Linux Gaming News

Door Kickers game review for Linux, Windows, and Mac

As a long time PC gamer, the genre of #strategy games have always been dear to my heart. There’s something unique about putting together a plan and watching it come to fruition. Or howling in frustration when an unexpected enemy spoils your careful plan.

This week,having picked up some indie strategy titles off #Steam, available for Linux. In this case, they are games in early development, but fully playable and quite enjoyable.

An increasingly popular option in indie gaming is the idea of “Alpha Funding” where users can buy into a game, often at a discounted rate, during early stages, and thus help test the game and watch it come to fruition and completion.
Of course, this always carries a level of risk, due to the uncertainty of independent game development, but it also fosters the type of close development cycle that the open source community has come to expect.

The first game was Door Kickers, a game that claims to be a swat simulation. Essentially, you’re tasked with a number of buildings where you must breach, enter and neutralize any hostiles. Ever fancied taking the role of a team of hard-boiled, heavily armed law-men? This is your chance.

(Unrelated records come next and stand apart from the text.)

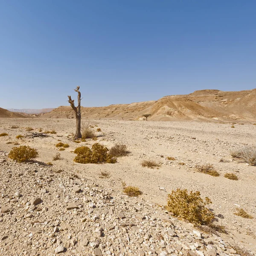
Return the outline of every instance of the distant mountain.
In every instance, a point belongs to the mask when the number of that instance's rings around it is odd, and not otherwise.
[[[40,114],[41,113],[47,113],[51,112],[54,108],[42,108],[42,109],[31,109],[30,108],[23,108],[16,109],[15,108],[9,108],[7,110],[12,112],[20,112],[26,114]]]
[[[151,121],[240,120],[256,121],[256,89],[235,92],[217,90],[195,91],[185,95],[166,96],[157,101],[107,107],[81,107],[83,118]],[[70,106],[61,106],[44,114],[47,118],[74,118]]]
[[[11,118],[11,117],[20,117],[24,118],[29,117],[26,116],[26,113],[18,113],[16,112],[13,112],[0,108],[0,117]]]

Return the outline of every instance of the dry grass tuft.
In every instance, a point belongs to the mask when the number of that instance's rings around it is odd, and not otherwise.
[[[106,179],[110,177],[110,174],[108,172],[101,172],[99,175],[99,177],[102,179]]]
[[[38,153],[36,149],[28,146],[20,146],[12,148],[8,157],[11,159],[21,163],[35,158],[38,155]]]
[[[234,158],[243,159],[251,166],[256,165],[256,147],[255,146],[246,146],[232,151],[230,154]]]
[[[0,134],[0,137],[3,137],[3,136],[8,136],[8,134],[6,133],[6,132],[3,132],[2,134]]]
[[[109,154],[116,157],[125,156],[128,153],[127,147],[124,144],[116,144],[109,150]]]
[[[148,167],[151,169],[154,169],[154,167],[159,167],[161,166],[154,161],[152,160],[143,160],[141,163],[143,167]]]
[[[20,134],[19,134],[16,136],[16,139],[21,139],[22,138],[24,138],[24,136]]]
[[[53,161],[59,160],[61,159],[61,154],[59,153],[56,153],[56,154],[52,157]]]
[[[123,189],[123,192],[128,196],[134,197],[142,195],[142,192],[137,187],[128,186]]]
[[[172,157],[166,157],[166,159],[167,160],[169,160],[169,161],[174,161],[175,160],[176,160],[176,158]]]
[[[91,129],[90,129],[88,124],[86,125],[84,125],[81,127],[81,132],[82,139],[93,139],[94,137],[96,137],[94,132]]]
[[[252,216],[248,214],[243,208],[237,208],[236,209],[236,212],[234,212],[234,214],[245,218],[253,218]]]
[[[203,172],[215,177],[220,176],[220,174],[214,169],[212,164],[198,166],[196,169],[199,172]]]
[[[214,215],[206,207],[212,202],[208,198],[200,197],[199,191],[190,193],[186,189],[177,189],[168,195],[166,209],[175,216],[180,216],[197,225],[209,225],[214,218]]]
[[[74,161],[80,163],[116,163],[116,159],[108,154],[108,149],[99,143],[94,144],[90,149],[88,147],[79,147],[74,151],[77,155]]]
[[[68,144],[64,144],[62,142],[59,142],[58,143],[57,143],[55,146],[57,148],[63,147],[63,148],[66,148],[69,147],[69,145]]]
[[[27,131],[33,131],[34,129],[33,129],[33,128],[32,128],[32,127],[27,127],[26,128],[26,130]]]
[[[225,178],[227,178],[230,180],[238,180],[238,177],[233,173],[225,173],[224,177]]]

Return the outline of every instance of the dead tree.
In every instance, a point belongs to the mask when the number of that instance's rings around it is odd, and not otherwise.
[[[80,104],[81,102],[81,93],[79,91],[79,86],[77,86],[76,89],[74,89],[75,91],[77,92],[77,107],[75,106],[73,99],[72,100],[71,96],[68,96],[68,102],[70,105],[70,106],[73,109],[75,114],[76,115],[76,135],[75,135],[75,139],[80,139],[82,137],[81,134],[81,112],[80,109]]]
[[[145,115],[143,115],[143,116],[144,116],[146,118],[146,121],[148,121],[148,117],[151,116],[151,114],[145,114]]]

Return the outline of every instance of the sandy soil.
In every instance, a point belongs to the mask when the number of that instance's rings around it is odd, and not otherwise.
[[[230,150],[244,145],[253,145],[256,125],[217,124],[210,122],[161,122],[119,120],[84,120],[94,126],[97,142],[109,148],[116,143],[125,144],[131,153],[118,158],[115,164],[82,164],[73,161],[75,154],[70,152],[78,146],[92,145],[91,140],[79,144],[67,137],[74,131],[75,120],[70,119],[1,119],[0,134],[9,136],[0,137],[0,150],[9,152],[17,141],[20,145],[28,145],[38,150],[37,160],[51,162],[60,169],[72,170],[86,178],[97,180],[105,187],[122,190],[121,182],[138,186],[143,192],[141,196],[160,205],[165,205],[167,195],[177,188],[198,190],[202,197],[212,201],[212,209],[218,224],[225,226],[229,236],[244,242],[244,246],[256,251],[256,166],[232,159]],[[11,128],[16,125],[19,128]],[[97,126],[95,126],[96,125]],[[25,128],[31,127],[43,131],[54,129],[57,134],[52,137],[17,139],[18,134],[29,134]],[[58,137],[61,136],[61,137]],[[60,140],[70,147],[58,151],[55,145]],[[254,144],[255,145],[255,144]],[[53,161],[56,153],[61,159]],[[169,161],[167,157],[175,161]],[[161,164],[159,169],[150,169],[140,165],[144,159],[151,159]],[[223,161],[220,162],[222,159]],[[181,166],[179,163],[184,163]],[[197,172],[197,164],[212,164],[221,174],[219,177]],[[102,171],[111,175],[108,179],[99,177]],[[239,180],[224,177],[227,172],[236,174]],[[166,191],[159,189],[163,187]],[[233,212],[240,206],[254,219],[237,216]]]

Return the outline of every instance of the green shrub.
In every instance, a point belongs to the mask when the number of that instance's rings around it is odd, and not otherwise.
[[[220,174],[214,169],[212,164],[198,166],[196,167],[196,169],[199,172],[203,172],[215,177],[220,176]]]
[[[33,129],[33,128],[32,128],[32,127],[27,127],[26,128],[26,130],[27,131],[33,131],[33,130],[34,129]]]
[[[154,167],[159,167],[160,165],[152,160],[143,160],[141,163],[143,167],[148,167],[153,169]]]
[[[227,178],[230,180],[238,180],[238,177],[233,173],[225,173],[224,177],[225,178]]]
[[[11,159],[22,162],[35,158],[38,155],[36,149],[32,148],[29,146],[20,146],[13,148],[8,157]]]
[[[142,192],[139,188],[131,186],[124,188],[123,191],[125,195],[130,197],[136,197],[142,195]]]
[[[74,153],[77,154],[74,161],[80,163],[114,163],[116,159],[108,154],[108,149],[99,143],[94,144],[91,150],[88,147],[79,147],[76,149]]]
[[[125,156],[129,153],[127,147],[124,144],[116,144],[109,150],[109,154],[113,157]]]
[[[187,189],[177,189],[168,195],[166,209],[175,216],[180,216],[197,225],[208,225],[214,218],[214,215],[206,207],[211,204],[208,198],[200,197],[199,191],[188,192]]]
[[[3,136],[8,136],[8,134],[4,132],[2,134],[0,134],[0,137],[3,137]]]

The game is played from a top down view, with fairly simple mouse controls: Drag an operative to plan their movement path, right click to access special options like kicking down doors or throwing flash bang grenades, and hit the space bar to switch between the paused planning stage, or to un-pause, and watch the action commence. Your operatives will engage targets they see, automatically, but you must ensure they are positioned correctly. Many a hapless swat member under my command got gunned down by a tango hiding in the wrong corner of the room.

Features

  • 2D, top down graphics
  • Real Time with Free Pause
  • No DRM
  • PC oriented (Windows/Mac/Linux), with handhelds as later developments
  • Single Player (but MP might come later)
  • No turns, no hexes, no action points or awkward interfaces
  • Non-linear levels, freeform gameplay
  • Mission editor and modability
  • Unlimited gameplay via mission and campaign generators

There are quite a few features promised that would definitely add to the game, like a more story heavy campaign, experience levels and similar, but what there is currently, is very tight and plays without any obvious flaws. The art is heavily stylized, but very functional, and it is clear and obvious what is going on.

Your operatives will give quite a bit of verbal feedback as they move around, and each map plays quite quickly, meaning that the inevitable loss of an operative will not cost you hours of careful planning. You can hit restart and try again with a new plan right away.

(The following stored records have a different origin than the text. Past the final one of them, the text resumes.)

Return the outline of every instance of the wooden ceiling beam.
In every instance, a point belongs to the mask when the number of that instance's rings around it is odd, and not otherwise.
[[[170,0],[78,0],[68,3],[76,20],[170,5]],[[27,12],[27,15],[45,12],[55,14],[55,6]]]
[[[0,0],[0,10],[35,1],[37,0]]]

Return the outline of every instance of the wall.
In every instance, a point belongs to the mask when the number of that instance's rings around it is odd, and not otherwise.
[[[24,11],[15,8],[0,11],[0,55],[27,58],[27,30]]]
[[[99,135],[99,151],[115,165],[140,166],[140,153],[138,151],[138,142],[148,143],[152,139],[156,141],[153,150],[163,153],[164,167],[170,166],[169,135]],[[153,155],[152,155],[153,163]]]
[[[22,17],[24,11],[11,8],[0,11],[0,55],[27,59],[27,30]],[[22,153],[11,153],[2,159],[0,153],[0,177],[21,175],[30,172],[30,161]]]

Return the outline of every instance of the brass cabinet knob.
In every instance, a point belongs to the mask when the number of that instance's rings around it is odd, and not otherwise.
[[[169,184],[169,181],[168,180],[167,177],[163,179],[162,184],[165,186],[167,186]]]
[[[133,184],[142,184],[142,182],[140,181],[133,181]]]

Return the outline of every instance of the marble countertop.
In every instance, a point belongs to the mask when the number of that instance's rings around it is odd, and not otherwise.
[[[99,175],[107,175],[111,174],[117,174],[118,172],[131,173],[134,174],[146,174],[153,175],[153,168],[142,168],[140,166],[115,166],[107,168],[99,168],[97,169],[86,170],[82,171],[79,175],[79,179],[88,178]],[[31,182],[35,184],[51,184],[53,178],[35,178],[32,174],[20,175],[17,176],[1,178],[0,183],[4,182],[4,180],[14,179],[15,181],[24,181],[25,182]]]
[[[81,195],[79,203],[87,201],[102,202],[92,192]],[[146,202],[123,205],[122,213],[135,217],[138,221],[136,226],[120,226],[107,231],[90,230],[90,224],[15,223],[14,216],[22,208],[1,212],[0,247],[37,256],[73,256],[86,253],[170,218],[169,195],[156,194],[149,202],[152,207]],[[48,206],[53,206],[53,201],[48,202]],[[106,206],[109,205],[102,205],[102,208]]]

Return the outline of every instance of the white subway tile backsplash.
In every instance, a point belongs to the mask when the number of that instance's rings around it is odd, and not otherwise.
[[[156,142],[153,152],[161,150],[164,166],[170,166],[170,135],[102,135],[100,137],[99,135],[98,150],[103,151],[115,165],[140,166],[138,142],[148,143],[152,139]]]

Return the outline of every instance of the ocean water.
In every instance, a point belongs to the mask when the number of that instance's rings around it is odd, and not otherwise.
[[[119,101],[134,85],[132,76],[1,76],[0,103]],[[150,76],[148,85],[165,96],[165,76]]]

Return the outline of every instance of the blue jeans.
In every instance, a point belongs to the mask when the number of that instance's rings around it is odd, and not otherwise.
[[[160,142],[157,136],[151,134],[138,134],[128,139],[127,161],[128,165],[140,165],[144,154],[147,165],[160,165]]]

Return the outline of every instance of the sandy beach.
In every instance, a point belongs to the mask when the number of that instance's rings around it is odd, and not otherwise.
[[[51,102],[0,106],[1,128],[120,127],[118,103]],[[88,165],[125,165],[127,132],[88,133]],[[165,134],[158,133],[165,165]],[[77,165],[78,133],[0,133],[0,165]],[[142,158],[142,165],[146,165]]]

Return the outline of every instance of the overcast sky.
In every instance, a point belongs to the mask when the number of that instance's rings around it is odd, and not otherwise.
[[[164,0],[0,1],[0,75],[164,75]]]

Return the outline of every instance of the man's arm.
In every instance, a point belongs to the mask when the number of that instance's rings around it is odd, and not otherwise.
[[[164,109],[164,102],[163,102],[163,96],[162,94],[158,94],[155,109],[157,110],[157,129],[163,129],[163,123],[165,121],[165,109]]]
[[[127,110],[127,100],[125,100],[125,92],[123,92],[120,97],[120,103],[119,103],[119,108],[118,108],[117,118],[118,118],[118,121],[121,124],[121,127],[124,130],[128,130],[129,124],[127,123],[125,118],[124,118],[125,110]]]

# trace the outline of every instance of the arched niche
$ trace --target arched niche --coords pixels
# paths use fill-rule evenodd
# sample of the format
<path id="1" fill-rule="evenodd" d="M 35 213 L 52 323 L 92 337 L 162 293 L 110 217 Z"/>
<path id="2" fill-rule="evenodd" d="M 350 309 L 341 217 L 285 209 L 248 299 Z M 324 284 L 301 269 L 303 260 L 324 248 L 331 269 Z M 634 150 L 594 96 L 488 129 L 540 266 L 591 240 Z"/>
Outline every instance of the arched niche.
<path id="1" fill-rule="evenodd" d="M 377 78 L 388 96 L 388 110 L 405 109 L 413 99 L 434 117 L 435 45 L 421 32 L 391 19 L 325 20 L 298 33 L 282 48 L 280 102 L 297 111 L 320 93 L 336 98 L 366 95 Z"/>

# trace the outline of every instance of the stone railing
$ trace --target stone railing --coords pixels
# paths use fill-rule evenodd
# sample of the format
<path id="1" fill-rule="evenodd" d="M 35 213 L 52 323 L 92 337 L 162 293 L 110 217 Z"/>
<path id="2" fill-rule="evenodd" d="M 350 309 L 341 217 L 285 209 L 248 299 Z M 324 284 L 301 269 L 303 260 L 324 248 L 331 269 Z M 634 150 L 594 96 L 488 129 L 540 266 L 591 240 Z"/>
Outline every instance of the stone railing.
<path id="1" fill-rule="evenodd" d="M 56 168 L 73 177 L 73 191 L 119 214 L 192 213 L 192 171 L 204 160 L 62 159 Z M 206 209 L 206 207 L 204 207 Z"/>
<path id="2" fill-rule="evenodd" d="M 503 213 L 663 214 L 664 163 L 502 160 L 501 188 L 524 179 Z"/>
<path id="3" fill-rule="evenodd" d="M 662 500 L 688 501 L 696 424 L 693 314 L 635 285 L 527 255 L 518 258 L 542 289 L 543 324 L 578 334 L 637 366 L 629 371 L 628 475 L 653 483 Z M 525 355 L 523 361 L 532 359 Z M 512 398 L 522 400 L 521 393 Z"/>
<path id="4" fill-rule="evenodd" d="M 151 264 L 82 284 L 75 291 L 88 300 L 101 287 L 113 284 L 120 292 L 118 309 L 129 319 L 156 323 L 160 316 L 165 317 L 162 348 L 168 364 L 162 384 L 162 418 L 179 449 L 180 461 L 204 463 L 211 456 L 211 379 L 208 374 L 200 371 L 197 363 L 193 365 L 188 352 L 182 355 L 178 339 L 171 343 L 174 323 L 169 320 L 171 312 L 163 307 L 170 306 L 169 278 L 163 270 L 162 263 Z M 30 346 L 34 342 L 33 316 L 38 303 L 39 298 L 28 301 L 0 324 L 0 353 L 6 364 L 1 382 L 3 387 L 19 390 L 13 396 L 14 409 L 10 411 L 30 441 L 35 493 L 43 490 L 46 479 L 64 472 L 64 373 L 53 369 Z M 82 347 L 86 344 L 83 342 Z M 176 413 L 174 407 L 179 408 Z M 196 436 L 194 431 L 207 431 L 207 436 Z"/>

In style, the gameplay is a lot like Frozen Synapse or a simpler, real time version of the combat in games like XCOM.

From a technical perspective, the game is not overly demanding. It ran without any flaws on my intel graphics card, so even if you don’t have a powerhouse of a gaming machine, you should have no issues at all. The listed requirements on linux is a P4 with 2 GB of RAM., which should allow for virtually any reasonably modern system.

The game currently retails for $14.99 USD on Steam.